1H12 results missed expectation on higher tax rate. Hidili’s 1H12 net profit came in at Rmb186mn, representing a YoY drop of 28.5% or 34% of our original 2012E full year net profit forecast. The weaker-than-expected results were attributable to: (i) higher tax rate of 32% in 1H12 (vs 21% in 1H11); and (ii) absence of FX gain (vs Rmb55m in 1H11).
Lower production cost will be partially offset ST ASP weakness. The only positive to Hidili’s results in 1H12 was the decline in production cost. Per tonne production cost for raw coal and clean coal dropped to Rmb158 and Rmb380 respectively (from Rmb168 and Rmb429) as a result of: (i) economies of scale from production ramp up; (ii) higher washing yield; and (iii) sharing of lower fixed cost as production volume lifted.
Dimmer outlook on coking coal price in 3Q12E. We further adjusted down our ASP forecast for clean coal to Rmb1,172/1,231 per tonne in 2012/13E (vs Rmb1,211/1,259 per tonne previously). Since Jul 2012, coking coal prices in Yunnan and Guizhou has been under pressure, in tandem with other regions in China due to weaker consumption of steel.

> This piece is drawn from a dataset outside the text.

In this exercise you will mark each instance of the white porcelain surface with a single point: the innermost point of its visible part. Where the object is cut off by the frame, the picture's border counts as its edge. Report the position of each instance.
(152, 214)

Eyeing on the execution of refinancing arrangement. Management indicted that company still has Rmb1.9bn of unused banking facilities with Rmb1.1bn relating to a 5-year LT loan, which is more than enough to cover the needs for refinancing the Rmb1.5bn convertible note due early next year. Should interest cost be under 7%, we believe Hidili’s financial cost is still controllable.
Cutting 2012E earnings by 9.5%; maintain OW. We adjusted downwards 2012E net profit by 9.5% as a result of: (i) more conservative assumption of clean coal ASP; (ii) higher tax rate; and (iii) loss incurred at associates. We cut our target price to HK$1.98, based on a blend of 5.4x 2012 PER and 0.45x 2012PB (both multiples are -1 S.D. below historical average). We believe the recent weakness on share performance have factored in market’s concerns on the uncertain outlook of coking price in 3Q12E. Maintain OVERWEIGHT.